I am a survivor of complex and multiple trauma and abuse, who at the age of 40, began my healing journey. I am using my journey to recovery and healing, to help others, to help survivors feel less alone, validated, encouraged and to enable others to understand themselves more. Complex trauma, particularly from severe, prolonged childhood abuse, is profoundly life changing. Complex trauma produces complex adults. The journey to recovery is a painful, often lonely, emotional daily challenge and it is my aim to encourage others in their daily battle. ~ Lilly Hope Lucario

2 thoughts on “I feel re-victimised by church views about abuse.
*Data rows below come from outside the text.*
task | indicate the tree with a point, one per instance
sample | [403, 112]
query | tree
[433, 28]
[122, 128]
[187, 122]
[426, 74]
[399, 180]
  1. Hello, my name is Val & I am a survivor of extreme, repeated birth – 18 incest, home RA, SRA, government, and medical experimental, torture, mind control, … I am also a Christian. I was moved by your comments. I was blessed to become a Christian at a young age and have grown in faith, love, gentleness, kindness, humility, peace and such prior to then finding out that my family was WAY more fucked up than I ever knew. I understand what you were sharing about church. I love God, and his people, but church is a real touchy subject and a trigger for me. Once I learned about what happened to me (age 35) I told my pastor, our church leaders, friends and I was re-traumatized by the very people that I thought that I could count on doubted me, were afraid of me, not able to just be present with me, some judged me. I then left and took some time to lick my wounds from that. I was fortunate that a close girlfriend took charge of my support (I had no $, no insurance, no therapist to pay) and schedule and called a bunch of people that I knew and I was forced to trust some before I was really ready to. It was a mixed bag. She made sure that I had someone come over everyday. Some listened, offered comfort, cleaned my house, were open to try to understand, pray for me, take walks. That was SO helpful for the first several months as I was flooding and freaking out. After that, I visited a few different churches, and I suffered as a ginny pig, had some people try to “cast my alters out” as though they were demons, abandoned me, tried to put their agenda on me, dismissed me, you know. Now I have just a very few group of close friends and we are there for each other. It is more like a New Testament church such as Acts. I wish we had more time to share with each other, people are super busy where we live, the cost of living is high and most people are juggling a pretty complex life. But, not as complex as our CPTSD. Just wanted to let you know, I hear you, I feel you (slang), and I am out here both as your sister in suffering, as well as your spiritual sister. The Lord is always good! At the same time sometimes churches really suck! W/b if you want to. I would love to hear from you.
    Take extra good care of yourselves, and I hope you are doing well in the area of your faith, hope and love girlfriend. Keep looking up.

  2. “Everyone collectively failed to deal with this appropriately, and really no-one gives a damn.”

    That is right exactly… I caught on to this early, still in a matter of denial of the reality of it being abuse … and isolated from the church… It hurt a lot to have no one … but at this point i am glad i didn’t re-traumatize myself by trying. What i got were blank stares and “at least he’s not beating you”. Gah! Anyway… I’ve come along way in my own understanding… and it’s nice to see this being discussed!